Each Unit consists of one common share (a “Share“) and one transferable common share purchase warrant (a “Warrant“) with each Warrant exercisable into Shares of the Company at a price of $0.25 per Share for two (2) years from the date of closing of the Private Placement.
The Company intends to use the net proceeds from the Private Placement for merger and acquisition activities and opportunities in the plant-based food market and general working capital. With the global population growing rapidly, so is the demand for animal-protein alternatives, meat replacements and other non-animal plant-based industrial ingredients. Driven by consumers concerned with health, wellness and the global environment, there has been considerable cultural, health and environmental changes to create very favourable market conditions for the rise of plant-based protein.

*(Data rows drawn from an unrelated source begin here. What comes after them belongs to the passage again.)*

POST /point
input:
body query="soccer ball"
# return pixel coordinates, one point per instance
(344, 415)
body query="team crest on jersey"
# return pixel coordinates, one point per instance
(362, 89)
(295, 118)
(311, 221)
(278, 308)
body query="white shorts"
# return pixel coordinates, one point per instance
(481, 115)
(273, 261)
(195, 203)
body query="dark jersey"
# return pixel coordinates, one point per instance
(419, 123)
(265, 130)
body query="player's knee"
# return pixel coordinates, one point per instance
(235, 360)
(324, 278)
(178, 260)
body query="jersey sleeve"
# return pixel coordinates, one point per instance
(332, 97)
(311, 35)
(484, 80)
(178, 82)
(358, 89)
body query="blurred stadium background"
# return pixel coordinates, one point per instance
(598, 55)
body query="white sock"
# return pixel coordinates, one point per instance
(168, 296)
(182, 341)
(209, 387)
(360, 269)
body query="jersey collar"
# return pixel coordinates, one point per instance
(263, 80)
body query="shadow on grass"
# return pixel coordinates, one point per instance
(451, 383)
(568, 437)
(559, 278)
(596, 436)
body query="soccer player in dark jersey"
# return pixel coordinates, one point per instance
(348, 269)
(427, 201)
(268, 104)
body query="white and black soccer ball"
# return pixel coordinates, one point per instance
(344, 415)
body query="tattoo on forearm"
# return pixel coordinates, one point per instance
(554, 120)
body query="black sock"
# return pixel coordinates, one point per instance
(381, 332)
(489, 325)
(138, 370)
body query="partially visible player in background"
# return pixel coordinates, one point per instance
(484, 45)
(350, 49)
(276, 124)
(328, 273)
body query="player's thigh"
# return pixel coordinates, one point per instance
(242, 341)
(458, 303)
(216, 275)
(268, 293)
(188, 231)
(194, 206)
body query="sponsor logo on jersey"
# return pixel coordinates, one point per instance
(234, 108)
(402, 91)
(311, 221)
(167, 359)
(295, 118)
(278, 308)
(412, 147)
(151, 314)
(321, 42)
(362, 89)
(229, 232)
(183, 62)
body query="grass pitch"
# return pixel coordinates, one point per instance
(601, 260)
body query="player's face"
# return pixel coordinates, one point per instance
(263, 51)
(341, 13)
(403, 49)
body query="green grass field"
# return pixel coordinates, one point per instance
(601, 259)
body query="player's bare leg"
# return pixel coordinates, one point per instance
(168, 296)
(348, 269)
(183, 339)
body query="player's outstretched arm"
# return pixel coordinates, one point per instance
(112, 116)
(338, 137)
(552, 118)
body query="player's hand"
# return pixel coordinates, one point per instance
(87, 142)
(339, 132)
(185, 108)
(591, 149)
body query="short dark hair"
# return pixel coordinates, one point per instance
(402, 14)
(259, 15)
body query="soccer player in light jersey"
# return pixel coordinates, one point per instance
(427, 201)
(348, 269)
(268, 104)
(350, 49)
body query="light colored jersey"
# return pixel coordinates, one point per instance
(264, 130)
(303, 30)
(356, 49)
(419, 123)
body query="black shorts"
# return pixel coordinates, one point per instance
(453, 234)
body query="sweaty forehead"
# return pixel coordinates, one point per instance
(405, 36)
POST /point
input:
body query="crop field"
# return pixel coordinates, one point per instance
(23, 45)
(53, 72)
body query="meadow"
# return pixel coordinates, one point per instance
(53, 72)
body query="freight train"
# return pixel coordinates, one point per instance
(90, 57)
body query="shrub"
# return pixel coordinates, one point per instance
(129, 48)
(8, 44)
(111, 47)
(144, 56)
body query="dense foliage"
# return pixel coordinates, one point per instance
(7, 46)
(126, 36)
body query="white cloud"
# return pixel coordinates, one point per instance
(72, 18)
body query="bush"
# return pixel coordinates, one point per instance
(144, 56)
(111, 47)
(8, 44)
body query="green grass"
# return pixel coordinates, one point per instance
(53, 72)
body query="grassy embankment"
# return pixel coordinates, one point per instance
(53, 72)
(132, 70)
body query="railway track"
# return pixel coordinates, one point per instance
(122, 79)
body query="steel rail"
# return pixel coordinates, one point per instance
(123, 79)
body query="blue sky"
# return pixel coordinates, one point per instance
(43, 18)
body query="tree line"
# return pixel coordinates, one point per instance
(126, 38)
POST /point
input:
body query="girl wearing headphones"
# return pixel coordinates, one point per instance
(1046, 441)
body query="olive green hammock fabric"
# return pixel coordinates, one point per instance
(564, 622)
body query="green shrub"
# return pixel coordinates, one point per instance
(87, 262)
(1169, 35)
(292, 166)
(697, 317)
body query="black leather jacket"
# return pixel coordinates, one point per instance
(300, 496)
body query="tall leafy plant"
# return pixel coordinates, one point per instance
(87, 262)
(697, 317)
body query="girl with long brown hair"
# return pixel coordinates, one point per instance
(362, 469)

While the total protein demand is expected to double by 2054, the market for alternative proteins, including plant-based proteins, is expected to also expect to grow at 14% annually and by 2024 make up approximately one third of the total protein market. The global plant-based protein market alone is significant and expected to reach almost US$11 billion by 2022 supported by a CAGR of 6.7% (source National Research Council Canada (2019 report)).
The Company paid finder’s fees of $88,375 cash and 631,750 finder’s warrants (the “Finder’s Warrants“) to Sprott Capital Partners LP, Echelon Wealth Partners ULC, Haywood Securities Inc., Canaccord Genuity Corp., EMD Financial Inc. and PI Financial Corp. The Finder’s Warrants are non-transferable and exercisable on the same terms as the Private Placement Warrants.
All securities issued are subject to a four-month hold period pursuant to securities laws in Canada. Shawn Moniz, CEO, Chairman and a director of the Company subscribed for 750,000 Units through his company, 1202103 BC Ltd.; Lindsay Hamelin, a director of the Company subscribed for 75,000 Units through her company, 1130970 BC Ltd., and Jerry Habuda, a director of the Company, subscribed for 50,000 Units. As such, their participation constitutes a “related party transaction” as defined under Multilateral Instrument 61-101 Protection of Minority Security Holders in Special Transactions (“MI 61-101″). Such participation is exempt from the formal valuation and minority shareholder approval requirements of MI 61-101 as neither the fair market value of the Units acquired by the insiders, nor the consideration for the Units paid by such insiders, exceed 25% of the Company’s market capitalization.